Our visual system normally provides us with reliable, unambiguous information about the external world. Yet there are also numerous situations where visual perception misleads us or provides us with ambiguous results. Ambiguous patterns are amongst the most widely known phenomena in psychological research of the visual system. When, for example, we are looking at Attneave's triangles (Figure 1), at first all seem to point in one particular direction. But after a while, they start to point in another direction. And so on, indefinitely.
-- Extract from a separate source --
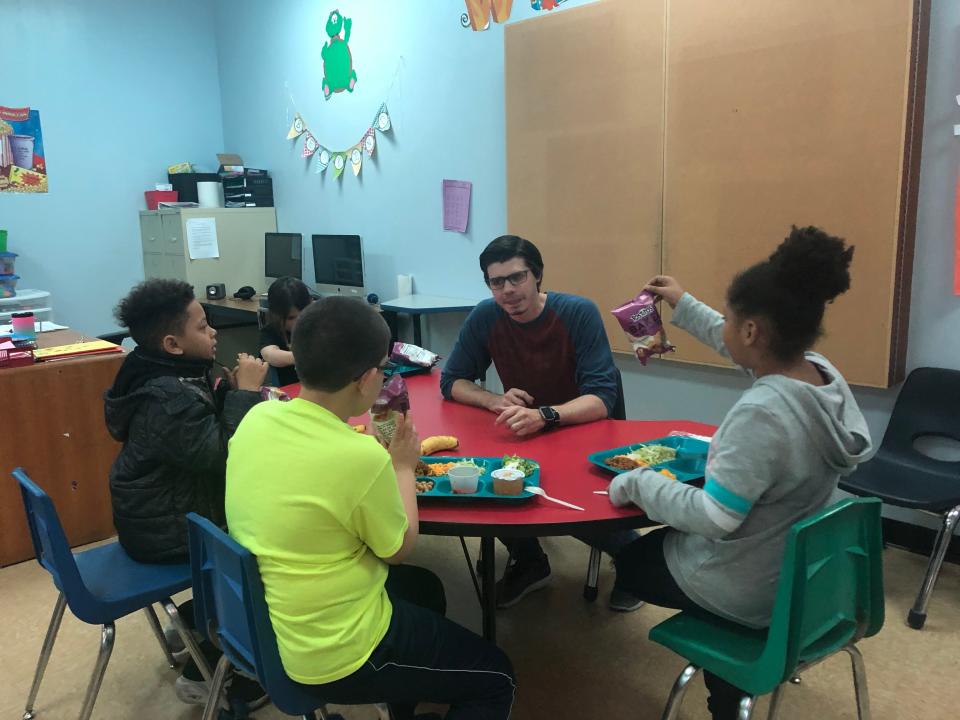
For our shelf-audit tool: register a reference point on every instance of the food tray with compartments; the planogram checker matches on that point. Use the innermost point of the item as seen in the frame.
(441, 483)
(689, 464)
Often it has been assumed that such switches are an all-or-none phenomenon. Observe, for instance, that when the triangles change pointing direction they do so all at the same time. But as Attneave already pointed out, this is not always the case; sometimes the triangles lose their sense of direction or point in inconsistent directions, leaving a weakened image of the whole. Similar processes also occur for other ambiguous patterns, such as the widely known Necker-cube, although they are somewhat harder to demonstrate. Global consistency is not as rigidly maintained by the visual system as we might have expected.
All-or-none or partial, the collapse of global perceptual structure plays an important role in the occurrence of a reversal. This has, indeed, been the assumption for a number of neural theories that describe the switching phenomenon. The Gestalt psychologist Wolfgang Kohler thought that the collapse was due to neural fatigue. Intrinsic instability of neural synchronization is now often believed to be the cause of the collapse of the pattern. All these notions rest on the assumption that there is a unitary, low-level brain event underlying the switching phenomenon. Our recent research, however, has shown that in fact a cascade of events is involved in the breakdown of a given structure and its replacement by another one.
Figure 2, illustrates the sequence of events prior to the switching response, in eye-movement and EEG respectively. In Figure 2A, participants were asked to press a button (BP), any time they see the entire set of triangles change pointing direction. We registered the blink (closing the eyes and opening them again) and saccade (a sudden eye-movement from one eye-fixation position to another) frequency, and pointing-consistent eye-movement (intervals during which participants moved their eyes significantly more frequently in the pointing direction of the triangle indicated by the button press than in any other direction). From 1700 ms to 700 ms prior to the switch response, blinks and saccades are suppressed. In the literature, these phenomena are understood as correlates of cognitive activity. We may, therefore, infer that cognitive activity initiates the switching response. After this period, from approximately 700 ms prior to the button press, we observe an increase in eye-movements that are consistent to the new pointing direction indicated by the button-press. These eye-movements can be associated with conscious awareness of the new pointing direction. After the button press the number of blinks is larger than normal, apparently a form of compensation.
In Figure 2B, we show the time-frequency plot of synchronization in EEG activity for switching in the Necker cube. Warmer colors indicate a higher degree of synchronization between a parietal and frontal site. In this plot, there are three brief events marked by high coherence. The first, around 700 ms, corresponds to the moment where in Figure 2A saccade frequency starts to increase again, and eye-movements are becoming consistent with the new interpretation. This indicates that the new pattern is being established. The second interval of increased synchrony, 350 ms prior to the response, corresponds to the maximum in consistent eye-movements. It may, therefore, indicate the capture of attention by the new pattern. The final bit of synchronization occurs just 120 ms prior to the switch. This may correspond to the manual response.
Figure 2 indicates that switching involves a cognitive event, followed by a sensory event, followed by a motor event. This cascade of events involves all cortical functions in a top-down fashion. This raises the interesting question, whether we can exert voluntary control on our switching behavior. When instructed to try not to switch, switches will become more rare (although care must be taken to distinguish this from merely being more cautious in reporting the occurrence of a switch). When asked to hold one of alternative interpretations, participants can successfully do so, to the extent that that interpretation is more likely to occur over a time interval. But this will not prevent them from switching to another one. Control, therefore, is only possible to a limited degree.
Perceptual switching provides us with an important illustration that the visual system is, in fact, an active system. It doesn't always wait for new information to arrive before assuming a new state, but sometimes changes its state by itself. The results presented suggest that switching is initiated from the higher-order visual functions and is not a result of instabilities within the early visual areas alone. In this sense, there is a striking relationship with mental imagery, which remains to be explored further.